The 23-minute work was premiered in 2017 by the Cape Town Philharmonic Orchestra under the direction of Conrad van Alphen.
The symphony, which took Hofmeyr six months to complete, explores the notion postulated by the ancient Greeks that everything in the universe is constituted of four basic elements: air, earth, water and fire. As in mediaeval metaphysics, the elements are also treated as symbols of human conditions.
Most performed and commissioned
Hofmeyr has been described as the most performed and commissioned composer of classical music in South Africa, and has won several national prizes and awards. He has also won three international competitions, among them the prestigious Queen Elisabeth of Belgium Competition.
Hofmeyr’s challenge was to find musical materials that corresponded not only to the physical, but also to the emotional, psychological and symbolic connotations of these elements, and to weld them into a work which could be appreciated also at the level of absolute music.
“The result is an essay in the creation of monumental structure from the smallest particles of the musical fabric.”

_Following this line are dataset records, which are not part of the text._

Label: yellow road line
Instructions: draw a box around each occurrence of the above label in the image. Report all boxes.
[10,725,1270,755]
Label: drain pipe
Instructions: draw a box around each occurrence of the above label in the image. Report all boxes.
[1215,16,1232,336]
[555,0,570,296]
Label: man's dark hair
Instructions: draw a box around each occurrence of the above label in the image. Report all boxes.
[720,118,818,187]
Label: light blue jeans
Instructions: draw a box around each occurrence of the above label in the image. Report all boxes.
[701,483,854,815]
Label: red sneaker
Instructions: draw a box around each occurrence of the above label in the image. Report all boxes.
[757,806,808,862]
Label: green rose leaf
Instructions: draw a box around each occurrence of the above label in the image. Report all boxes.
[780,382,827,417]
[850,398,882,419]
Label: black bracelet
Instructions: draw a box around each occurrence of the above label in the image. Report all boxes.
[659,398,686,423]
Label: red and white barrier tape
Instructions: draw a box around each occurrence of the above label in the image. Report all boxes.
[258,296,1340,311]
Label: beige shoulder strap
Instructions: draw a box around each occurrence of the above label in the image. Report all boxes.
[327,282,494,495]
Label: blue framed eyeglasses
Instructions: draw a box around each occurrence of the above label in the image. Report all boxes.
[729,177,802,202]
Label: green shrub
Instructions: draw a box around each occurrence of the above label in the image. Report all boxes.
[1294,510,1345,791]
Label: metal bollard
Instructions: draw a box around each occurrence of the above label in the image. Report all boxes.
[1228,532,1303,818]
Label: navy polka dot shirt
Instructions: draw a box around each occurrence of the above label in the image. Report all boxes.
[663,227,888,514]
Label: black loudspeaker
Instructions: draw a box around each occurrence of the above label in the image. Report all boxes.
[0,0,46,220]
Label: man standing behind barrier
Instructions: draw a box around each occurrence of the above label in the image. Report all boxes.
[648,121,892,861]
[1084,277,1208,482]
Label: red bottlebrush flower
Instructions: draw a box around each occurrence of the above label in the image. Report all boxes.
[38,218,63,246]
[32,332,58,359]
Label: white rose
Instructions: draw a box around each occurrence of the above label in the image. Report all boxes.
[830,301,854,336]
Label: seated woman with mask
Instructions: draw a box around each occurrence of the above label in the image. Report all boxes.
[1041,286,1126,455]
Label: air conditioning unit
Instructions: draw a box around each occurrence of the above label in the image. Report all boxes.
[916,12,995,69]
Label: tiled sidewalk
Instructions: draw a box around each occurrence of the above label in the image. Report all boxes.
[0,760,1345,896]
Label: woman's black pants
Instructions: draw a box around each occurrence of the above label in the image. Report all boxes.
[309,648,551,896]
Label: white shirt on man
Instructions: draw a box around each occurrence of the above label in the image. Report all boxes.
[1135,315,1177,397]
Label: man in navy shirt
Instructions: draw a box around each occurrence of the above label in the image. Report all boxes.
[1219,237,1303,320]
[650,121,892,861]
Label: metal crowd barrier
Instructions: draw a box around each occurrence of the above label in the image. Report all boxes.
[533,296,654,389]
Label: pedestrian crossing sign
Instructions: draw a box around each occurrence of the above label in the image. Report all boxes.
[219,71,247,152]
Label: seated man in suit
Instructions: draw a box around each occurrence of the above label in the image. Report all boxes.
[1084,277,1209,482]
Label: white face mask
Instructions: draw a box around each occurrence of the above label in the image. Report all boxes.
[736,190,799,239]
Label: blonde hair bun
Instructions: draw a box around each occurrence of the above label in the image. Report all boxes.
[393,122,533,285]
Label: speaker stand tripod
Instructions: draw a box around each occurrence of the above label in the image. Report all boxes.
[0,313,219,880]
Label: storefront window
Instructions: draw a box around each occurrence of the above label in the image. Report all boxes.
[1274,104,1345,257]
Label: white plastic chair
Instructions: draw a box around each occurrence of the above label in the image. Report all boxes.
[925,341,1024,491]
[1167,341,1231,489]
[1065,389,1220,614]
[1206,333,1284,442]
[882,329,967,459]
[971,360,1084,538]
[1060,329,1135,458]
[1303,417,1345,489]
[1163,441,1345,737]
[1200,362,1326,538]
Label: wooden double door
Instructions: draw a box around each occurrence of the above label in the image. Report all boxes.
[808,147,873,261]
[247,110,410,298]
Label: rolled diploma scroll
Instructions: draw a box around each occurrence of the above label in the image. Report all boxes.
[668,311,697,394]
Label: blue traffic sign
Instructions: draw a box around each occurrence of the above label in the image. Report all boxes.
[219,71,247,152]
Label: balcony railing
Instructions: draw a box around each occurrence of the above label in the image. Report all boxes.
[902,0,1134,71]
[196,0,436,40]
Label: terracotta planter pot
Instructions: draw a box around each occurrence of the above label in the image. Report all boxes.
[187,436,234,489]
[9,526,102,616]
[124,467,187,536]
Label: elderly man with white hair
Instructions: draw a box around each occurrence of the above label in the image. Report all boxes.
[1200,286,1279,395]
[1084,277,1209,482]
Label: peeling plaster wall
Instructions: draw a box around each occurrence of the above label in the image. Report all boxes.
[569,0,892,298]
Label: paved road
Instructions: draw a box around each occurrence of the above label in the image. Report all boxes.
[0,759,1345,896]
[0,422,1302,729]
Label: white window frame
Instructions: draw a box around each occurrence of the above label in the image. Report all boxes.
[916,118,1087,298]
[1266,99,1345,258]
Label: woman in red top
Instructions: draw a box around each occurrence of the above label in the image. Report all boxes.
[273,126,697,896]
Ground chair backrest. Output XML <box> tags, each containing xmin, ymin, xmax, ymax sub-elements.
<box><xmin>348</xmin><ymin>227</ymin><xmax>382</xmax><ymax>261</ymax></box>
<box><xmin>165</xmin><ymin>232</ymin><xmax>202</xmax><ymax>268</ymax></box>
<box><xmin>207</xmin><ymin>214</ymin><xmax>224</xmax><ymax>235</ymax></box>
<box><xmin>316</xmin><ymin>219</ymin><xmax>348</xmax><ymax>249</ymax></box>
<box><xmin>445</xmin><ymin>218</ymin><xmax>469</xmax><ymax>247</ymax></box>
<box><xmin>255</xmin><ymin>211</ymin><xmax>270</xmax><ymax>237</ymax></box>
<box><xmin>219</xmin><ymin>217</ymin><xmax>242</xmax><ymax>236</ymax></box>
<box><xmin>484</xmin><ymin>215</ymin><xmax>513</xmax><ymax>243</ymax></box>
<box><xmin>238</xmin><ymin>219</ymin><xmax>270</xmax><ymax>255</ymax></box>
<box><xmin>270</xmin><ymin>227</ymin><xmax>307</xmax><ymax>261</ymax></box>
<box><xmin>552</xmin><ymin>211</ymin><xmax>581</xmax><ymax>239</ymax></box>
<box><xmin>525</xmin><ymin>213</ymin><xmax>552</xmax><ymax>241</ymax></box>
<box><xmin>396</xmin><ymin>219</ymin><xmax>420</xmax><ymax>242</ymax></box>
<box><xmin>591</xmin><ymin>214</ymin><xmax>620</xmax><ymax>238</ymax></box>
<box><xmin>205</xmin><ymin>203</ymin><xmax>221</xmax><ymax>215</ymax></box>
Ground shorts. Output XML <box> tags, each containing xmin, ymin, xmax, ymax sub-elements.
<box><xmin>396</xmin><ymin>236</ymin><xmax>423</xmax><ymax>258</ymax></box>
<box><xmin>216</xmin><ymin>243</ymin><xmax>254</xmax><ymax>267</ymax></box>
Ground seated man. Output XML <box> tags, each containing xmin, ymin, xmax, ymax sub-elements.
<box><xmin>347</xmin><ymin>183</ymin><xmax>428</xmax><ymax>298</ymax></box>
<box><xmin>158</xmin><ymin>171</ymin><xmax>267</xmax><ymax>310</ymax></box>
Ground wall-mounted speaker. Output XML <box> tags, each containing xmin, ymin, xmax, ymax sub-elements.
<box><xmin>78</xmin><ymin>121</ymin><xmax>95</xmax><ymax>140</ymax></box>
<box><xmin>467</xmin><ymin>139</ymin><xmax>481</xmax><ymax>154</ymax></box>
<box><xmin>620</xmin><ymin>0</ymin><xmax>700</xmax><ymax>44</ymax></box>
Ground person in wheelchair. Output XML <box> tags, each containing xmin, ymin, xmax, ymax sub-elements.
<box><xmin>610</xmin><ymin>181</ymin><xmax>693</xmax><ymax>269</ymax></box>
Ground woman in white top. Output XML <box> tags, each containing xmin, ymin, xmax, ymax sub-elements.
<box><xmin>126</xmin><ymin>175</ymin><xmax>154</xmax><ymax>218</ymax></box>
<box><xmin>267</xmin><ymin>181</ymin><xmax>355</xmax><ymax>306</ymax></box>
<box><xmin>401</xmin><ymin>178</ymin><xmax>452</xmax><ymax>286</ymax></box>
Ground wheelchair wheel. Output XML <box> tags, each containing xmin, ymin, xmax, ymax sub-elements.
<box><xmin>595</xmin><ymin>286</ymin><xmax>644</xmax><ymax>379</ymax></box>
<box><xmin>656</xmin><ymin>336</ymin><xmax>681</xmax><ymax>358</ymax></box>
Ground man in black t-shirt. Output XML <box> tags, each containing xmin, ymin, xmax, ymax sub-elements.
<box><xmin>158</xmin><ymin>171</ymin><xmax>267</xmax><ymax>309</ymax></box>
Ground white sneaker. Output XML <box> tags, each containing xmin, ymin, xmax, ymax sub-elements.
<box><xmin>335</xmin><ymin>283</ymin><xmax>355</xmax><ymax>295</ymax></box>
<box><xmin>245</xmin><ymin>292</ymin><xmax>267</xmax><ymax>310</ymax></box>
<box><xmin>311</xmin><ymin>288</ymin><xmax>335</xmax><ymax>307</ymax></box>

The citations read: “The result is an essay in the creation of monumental structure from the smallest particles of the musical fabric, mirroring the concept of physical and spiritual universes evolved from the elements. This is achieved by creating a strikingly original musical language in which myriad micro-activities accrue to form vast textural and architectural complexes.
“While such practices were not uncommon in atonal works, their deployment in an expanded tonal context, and in conjunction with symphonic thematicism, is extremely novel.”
Hofmeyr explained that the physical processes translated into musical ones include the concept of the accumulation of small basic particles into larger and sometimes highly complex structures through duplication, superposition and merging.
Apex of oeuvre
The symphony is usually regarded as the apex of instrumental writing in any composer’s oeuvre, and this, Hofmeyr’s first purely orchestral symphony, is the first major symphony to emerge in South Africa in more than 30 years.
“I am very grateful to the Cape Town Philharmonic for having offered me this opportunity on the occasion of my 60th birthday.”
“Performance opportunities for new, longer, purely orchestral works are extremely limited in South Africa, and I am very grateful to the Cape Town Philharmonic for having offered me this opportunity on the occasion of my 60th birthday,” said Hofmeyr.
The work, while demanding both in terms of execution and appreciation, was well received by the public and critics, being described by the Cape Times as a most important addition to the South African symphonic repertoire.
Hofmeyr is already hard at work writing a full-length opera on Saartjie Baartman, based on the one-act opera he wrote for the centenary celebrations of the SACM in 2010.
“I hope to complete it early in 2019, but the writing is at times interrupted by more urgent requested works and commissions,” he said.